ACA's Angle: Debt Collectors Need to Balance Risk and Reward When Using Technology

By: Valerie Hayes, ACA General Counsel and Vice President of Legal and Government Affairs

It’s no secret that we live in a technology-laden world. According to the Pew Internet and American Life Project, nearly 75% of all American adults (ages 18 and older) use the internet and more than 150 million people now pay their bills online. The percentage of people using online payment options has increased in recent years and younger consumers are leading the pack in their use of the Internet to manage their finances

New technologies have transformed how people communicate, and expect to be communicated with, by friends, family and companies with whom they have a business relationship. Mobile phones, e-mail, texting, Facebook, Twitter and other social media have replaced the landline telephone and fax machine as essential communication tools for most Americans. Today, more than 80% of American’s own a cell phone and a rapidly growing number of consumers consider their cell phone as their primary telephone versus a landline. Seemingly every day there is a new or emerging method that debt collectors can use to communicate with consumers in a way consumers find convenient.

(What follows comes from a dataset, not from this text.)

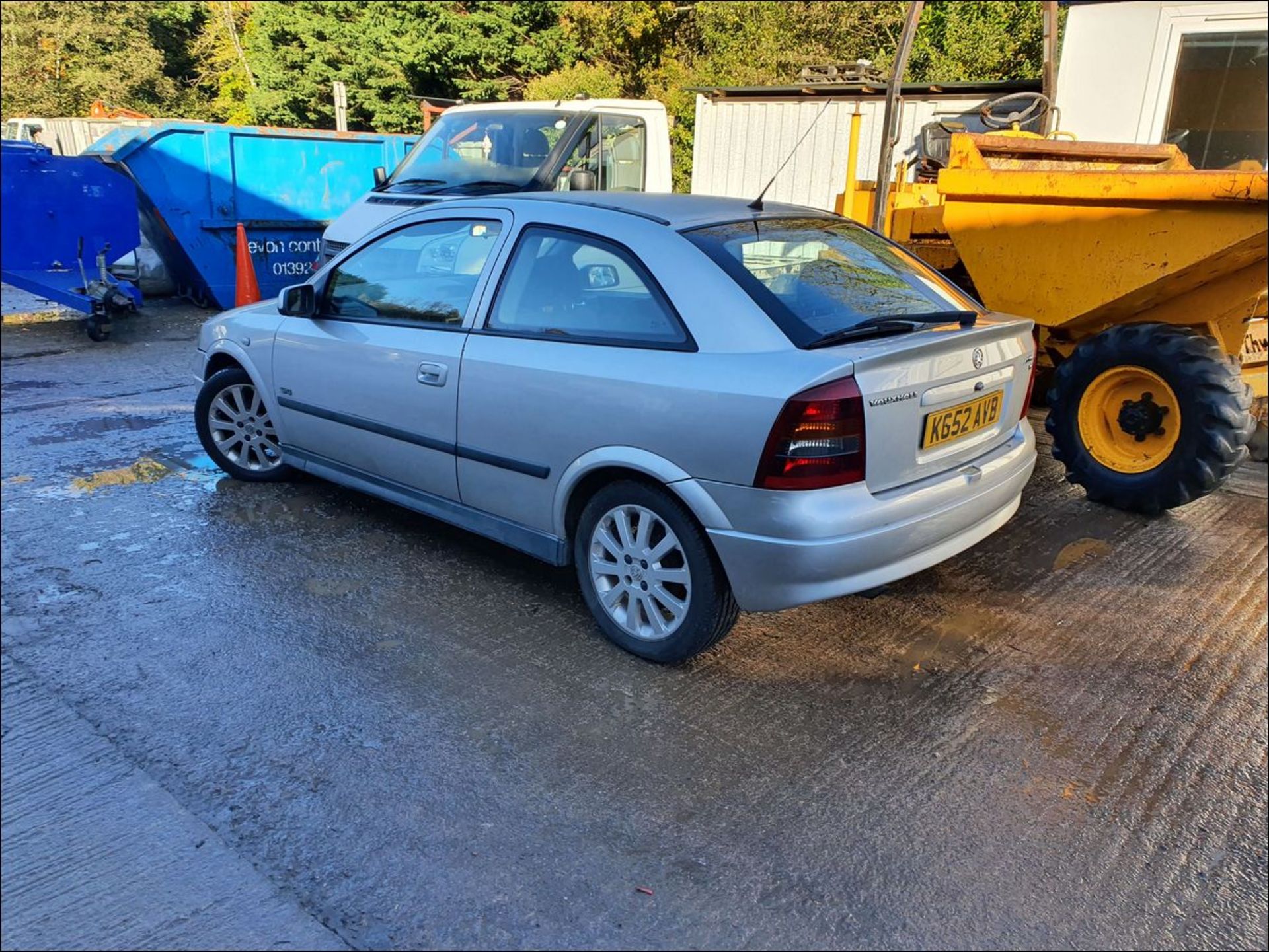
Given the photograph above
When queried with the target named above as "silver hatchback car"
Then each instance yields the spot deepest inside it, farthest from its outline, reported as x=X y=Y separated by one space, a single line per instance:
x=701 y=406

But, just as many enterprising collectors are using these new technologies, there is a very real risk as the legal boundaries of this vast new frontier are only now being explored. At the heart of the matter is the woefully outdated Fair Debt Collection Practices Act (FDCPA), which needs to be clarified so that debt collectors can communicate with consumers using technologies now available, which were never imagined in 1978 when the FDCPA was adopted. Another concern is the proposed FCC rule change to the Telephone Consumer Protection Act (TCPA) that mandates express written consent from consumers is required before contacting them on their cell phones.

ACA International and partners will be advocating for modernizing these laws to reflect new, emerging and future technologies.

For agencies using virtual collections, it can provide valuable efficiencies including the ability to work with consumers 24 hours a day, provide assistance in several programmed languages, design workable payment options and accept payment without the need for “live” staff. However, there is very little case law so with this lack of clarity many agencies are taking more of a wait-and-see approach before investing heavily in the use of new technologies.

Every aspect of collector communication, including website content, to be viewed by consumers should be considered and evaluated based on compliance with state and federal law or risk liability for any false, misleading or inaccurate information. The bottom line – debt collectors need to balance the risk with the reward when taking advantage of available technologies. But, before jumping on to the information superhighway, take the time to engage an attorney who is well-versed in the FDCPA.

Views: 29

Tags: aca.international, fdcpa, reform, technology, valerie.hayes

Comment by Jeremy Mapes on March 15, 2011 at 9:13am

I think, right now, agencies would settle for what they could do three years ago.  For example the ability to use dialer technology to make calls and leave messages without the fear of some class action from being in technical violation.  Over the last several years, due to bad laws and the inability for the feds to agree, the ability of agencies to automate their contact with the consumer has been stifled.  If collectors could call anyone on the dilaer wihout few of repisal would be a good improvement, along with updating the laws to consider cell phones as an only way to reach some dobtors.

 

So in some ways it would be nice for the Feds to go back instaed of forward.  Otherwise the new technology will be focused on automating suits, not contacts.

Comment by Michael Mann on March 15, 2011 at 11:24am

Problem with the ruling out cellphones is that almost everyone uses them and most use them in place of a home phone.

 

Back in the days, cellphone prohibitions were related to making a debtor use their costly minutes when you called them. In todays world most cellphones are on a limitless plan so that the reason for not calling a cellphone is no longer extant.

 

It seems that debtors are winning the war that allows them to take goods or services and not pay for them and then hide behind government regulation in order to avoid responsibility. Then, to make matters worse, the debtor claims that the collector violated some sancrosanct rule in contacting them and some petty FDCPA attorney litigates against the collector, collects an insurance settlement and the debtor simply rips the lender off for the goods or services.

 

Mark my words....if it continues this way merchants will simply either stop lending or extending credit and/or the cost of the credit will climb sky high.

 

It is a shame.

Comment by Chris Baggett on March 15, 2011 at 1:29pm
With regards to Michael's comments, the cost of sending messages to cell phones has been eliminated with Free To End User Text Messaging (FTEU SMS).  Eliminates that pesky TCPA issue about causing the debtor to incur a charge.  While the 3rd party collectors have not taken advantage of this, the Direct Lenders use our system continuously.  And as the volume levels increase, the costs for this have dropped substantially.  Consent transfers with the agreement.  If they supplied the cell phone in connection with the debt, you can use FTEU SMS legally as well.   Just seems that no one in the 3rd party world is willing to do the heavy lifting.  Our first party lenders are getting as high as 20% response to FTEU SMS.  Our attorney tells us that consent isn't required if the message is FTEU.